FCA selects startups for fintech sandbox

(23 September 2016 – United Kingdom) The UK's Financial Conduct Authority (FCA) has accepted 24 applicants to participate in its fintech sandbox, where innovative financial products can be tested before proceeding to authorisation.

Speaking at a British Bankers' Association conference, Christopher Woolard, director of strategy and competition at the FCA, provided a two-year progress report on the watchdog's Project Innovate, designed to help incumbents and fintech startups navigate the regulatory maze and get new tech-driven products to market.

"Of 69 applications, we have accepted 24 to develop towards testing, which met the sandbox eligibility criteria, leading us to expand our team to meet demand," said Woolard.

"We have also offered assistance via Project Innovate or other colleagues to 40 of the applicants, in some cases to prepare for the next cohort of the Sandbox."

Of the 69 applicants, seven came from payment firms - including blockchain firms.

Speaking on the latter, Woolard said: "I have said before that the FCA does not view blockchain as a panacea, but at the same time although still in its relative infancy, the development of Distributed Ledger Technology (DLT), and its application as blockchain, has the potential to offer genuinely innovative solutions to financial services," he says.

"But there are a number of issues to be considered.
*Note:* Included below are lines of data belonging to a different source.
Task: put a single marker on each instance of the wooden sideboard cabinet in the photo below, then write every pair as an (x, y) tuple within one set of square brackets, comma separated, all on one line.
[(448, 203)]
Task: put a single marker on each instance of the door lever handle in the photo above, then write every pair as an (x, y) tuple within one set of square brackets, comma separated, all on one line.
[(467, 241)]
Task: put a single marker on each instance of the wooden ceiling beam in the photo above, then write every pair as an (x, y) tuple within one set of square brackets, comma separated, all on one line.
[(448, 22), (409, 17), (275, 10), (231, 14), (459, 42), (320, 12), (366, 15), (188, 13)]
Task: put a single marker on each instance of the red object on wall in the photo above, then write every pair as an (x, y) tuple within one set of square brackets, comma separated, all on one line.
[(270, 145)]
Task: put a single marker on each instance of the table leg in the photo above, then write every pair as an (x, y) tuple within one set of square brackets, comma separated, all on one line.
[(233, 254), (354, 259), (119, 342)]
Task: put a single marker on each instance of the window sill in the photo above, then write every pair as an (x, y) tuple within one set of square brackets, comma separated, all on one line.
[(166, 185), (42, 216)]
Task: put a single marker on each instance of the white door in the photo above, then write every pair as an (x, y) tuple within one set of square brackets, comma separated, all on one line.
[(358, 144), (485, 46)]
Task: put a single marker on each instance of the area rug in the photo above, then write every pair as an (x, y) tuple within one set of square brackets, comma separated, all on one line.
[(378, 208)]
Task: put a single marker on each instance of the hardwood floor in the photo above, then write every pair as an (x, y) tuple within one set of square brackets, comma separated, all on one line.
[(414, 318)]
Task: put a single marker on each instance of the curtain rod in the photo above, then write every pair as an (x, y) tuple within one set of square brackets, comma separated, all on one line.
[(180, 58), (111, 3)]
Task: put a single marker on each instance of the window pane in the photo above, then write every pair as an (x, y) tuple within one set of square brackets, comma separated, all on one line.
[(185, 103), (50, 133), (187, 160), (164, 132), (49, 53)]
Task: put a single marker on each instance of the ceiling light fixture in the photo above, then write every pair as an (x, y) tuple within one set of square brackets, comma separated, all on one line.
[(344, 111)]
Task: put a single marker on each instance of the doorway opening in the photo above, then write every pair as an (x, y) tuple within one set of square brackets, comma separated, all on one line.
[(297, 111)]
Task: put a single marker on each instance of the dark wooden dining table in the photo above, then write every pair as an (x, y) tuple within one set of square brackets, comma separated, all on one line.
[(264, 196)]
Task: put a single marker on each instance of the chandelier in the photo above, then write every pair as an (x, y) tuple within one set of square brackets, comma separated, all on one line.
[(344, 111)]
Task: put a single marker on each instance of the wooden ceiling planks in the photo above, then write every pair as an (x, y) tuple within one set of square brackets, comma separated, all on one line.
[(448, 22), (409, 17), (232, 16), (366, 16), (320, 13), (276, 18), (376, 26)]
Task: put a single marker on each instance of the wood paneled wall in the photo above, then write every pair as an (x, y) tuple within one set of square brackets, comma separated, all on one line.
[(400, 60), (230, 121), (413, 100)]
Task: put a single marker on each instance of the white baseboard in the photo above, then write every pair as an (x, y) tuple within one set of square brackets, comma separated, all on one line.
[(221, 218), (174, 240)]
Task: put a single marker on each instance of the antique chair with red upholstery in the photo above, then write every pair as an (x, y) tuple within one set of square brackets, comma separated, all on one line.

For example, how do individuals gain access to a distributed network and who controls this process? What data security exists for users?"

He says the watchdog is currently engaged in discussions with government and industry on these issues.

Woolard also spoke about regulation technology, otherwise known as RegTech, an area devoted to using technology to reduce red tape and barriers to business growth. The watchdog held its first TechSprint hackathon earlier this year, bringing together a cross-section of financial services providers and technology companies to develop prototype solutions to overcome seemingly intractable access barriers.

Woolard says that three of the ideas generated at the event are now being explored commercially as products to bring to market.

"We are now planning to hold a second TechSprint event later this year on the theme of ‘unlocking regulatory reporting’," he says. "This might not be as glamorous as some projects but the costs to firms and to consumers in due course, are very significant indeed, let alone the contribution that could be made to enabling us as regulator to do a better job."